First, I believe the new algorithm was designed in part because engagement hours keep old advertisers and gain the attention of new ones, so Instagram wants to ensure that you stay on the app as long as possible — scrolling past a couple ads in your feed to find posts shared only an hour earlier speaks to this. In fact, in the past year alone, Instagram has made several other in-app changes; notably, as of Feb. 1st,advertisers can post “up to three pieces of content” for the spots between the Instagram Stories of those you follow.

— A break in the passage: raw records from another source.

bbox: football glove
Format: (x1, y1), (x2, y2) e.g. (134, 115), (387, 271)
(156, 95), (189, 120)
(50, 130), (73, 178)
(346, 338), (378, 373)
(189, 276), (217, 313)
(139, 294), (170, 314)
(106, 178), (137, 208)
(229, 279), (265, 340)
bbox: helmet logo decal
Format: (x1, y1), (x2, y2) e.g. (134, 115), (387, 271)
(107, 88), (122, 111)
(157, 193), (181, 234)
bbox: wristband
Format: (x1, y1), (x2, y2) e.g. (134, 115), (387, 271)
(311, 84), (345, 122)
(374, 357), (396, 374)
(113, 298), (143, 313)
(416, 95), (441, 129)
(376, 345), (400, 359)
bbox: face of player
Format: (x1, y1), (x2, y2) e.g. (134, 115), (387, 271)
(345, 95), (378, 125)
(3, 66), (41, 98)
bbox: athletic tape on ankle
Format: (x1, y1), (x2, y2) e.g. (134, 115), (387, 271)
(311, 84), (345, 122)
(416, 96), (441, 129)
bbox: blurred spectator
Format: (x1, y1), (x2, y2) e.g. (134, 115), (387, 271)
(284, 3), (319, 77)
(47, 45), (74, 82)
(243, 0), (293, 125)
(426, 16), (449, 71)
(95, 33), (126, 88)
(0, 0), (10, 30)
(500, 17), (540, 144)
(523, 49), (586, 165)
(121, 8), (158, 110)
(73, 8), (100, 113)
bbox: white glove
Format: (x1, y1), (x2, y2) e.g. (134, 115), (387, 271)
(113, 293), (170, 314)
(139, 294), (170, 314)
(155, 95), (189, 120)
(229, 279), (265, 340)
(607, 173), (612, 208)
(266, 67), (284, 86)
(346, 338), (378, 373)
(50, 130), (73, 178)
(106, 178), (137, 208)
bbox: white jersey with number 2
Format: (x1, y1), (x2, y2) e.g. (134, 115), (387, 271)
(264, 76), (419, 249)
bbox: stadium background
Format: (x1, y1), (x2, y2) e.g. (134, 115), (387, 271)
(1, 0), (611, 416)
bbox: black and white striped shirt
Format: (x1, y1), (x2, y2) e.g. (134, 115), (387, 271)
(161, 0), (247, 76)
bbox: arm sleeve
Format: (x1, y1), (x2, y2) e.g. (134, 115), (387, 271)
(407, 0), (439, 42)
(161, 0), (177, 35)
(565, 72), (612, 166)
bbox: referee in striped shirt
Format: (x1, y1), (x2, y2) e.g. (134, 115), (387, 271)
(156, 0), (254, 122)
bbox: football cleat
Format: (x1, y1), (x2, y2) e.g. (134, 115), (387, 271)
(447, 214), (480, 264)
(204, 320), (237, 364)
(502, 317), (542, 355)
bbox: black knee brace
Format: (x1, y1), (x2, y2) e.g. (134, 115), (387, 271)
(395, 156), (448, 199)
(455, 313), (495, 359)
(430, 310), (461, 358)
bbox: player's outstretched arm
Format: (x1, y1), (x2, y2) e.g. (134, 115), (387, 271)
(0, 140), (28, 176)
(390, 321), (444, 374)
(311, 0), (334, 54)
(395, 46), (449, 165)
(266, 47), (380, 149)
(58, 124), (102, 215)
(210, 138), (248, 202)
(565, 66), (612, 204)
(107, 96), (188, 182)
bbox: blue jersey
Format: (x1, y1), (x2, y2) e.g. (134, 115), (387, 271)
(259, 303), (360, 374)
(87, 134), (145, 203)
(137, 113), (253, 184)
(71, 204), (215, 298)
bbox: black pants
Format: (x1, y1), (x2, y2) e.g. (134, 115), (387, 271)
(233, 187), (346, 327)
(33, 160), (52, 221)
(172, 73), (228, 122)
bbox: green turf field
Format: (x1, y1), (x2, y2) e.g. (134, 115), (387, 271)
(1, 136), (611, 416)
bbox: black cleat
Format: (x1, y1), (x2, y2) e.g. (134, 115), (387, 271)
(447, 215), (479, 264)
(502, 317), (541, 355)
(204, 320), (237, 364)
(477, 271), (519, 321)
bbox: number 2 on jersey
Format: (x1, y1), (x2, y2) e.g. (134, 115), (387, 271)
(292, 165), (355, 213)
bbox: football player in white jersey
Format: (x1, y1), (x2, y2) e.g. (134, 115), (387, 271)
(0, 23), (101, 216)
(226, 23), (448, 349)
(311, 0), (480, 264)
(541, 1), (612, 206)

So, what is the relevance of all of this? It’s fair to say that for many of us, Instagram is merely an ephemeral source of entertainment, joy, validation, what have you. We might use it as a way to survey the lives of old girlfriends and classmates, or to preview Tinder matches to prevent a catastrophic date. The Internet has been a longstanding equalizing force within the distribution of visual media, as well as of content and information more generally. However, these trends to prefer larger content creators over smaller ones, prefer “promoted” posts over those shared more organically or to encourage increased engagement hours by shuffling new posts further down the pile — and force our attention to a half dozen ads as a result. This speaks to a slow death of this history, a death made all the more concerning by the impending end to net neutrality. Instagram is easy to pick fun at, but it is also the top social platform for engagement, and is now growing at its fastest rate. As the end of net neutrality forecasts a class-segregated Internet, what we view matters, but so does how we view it.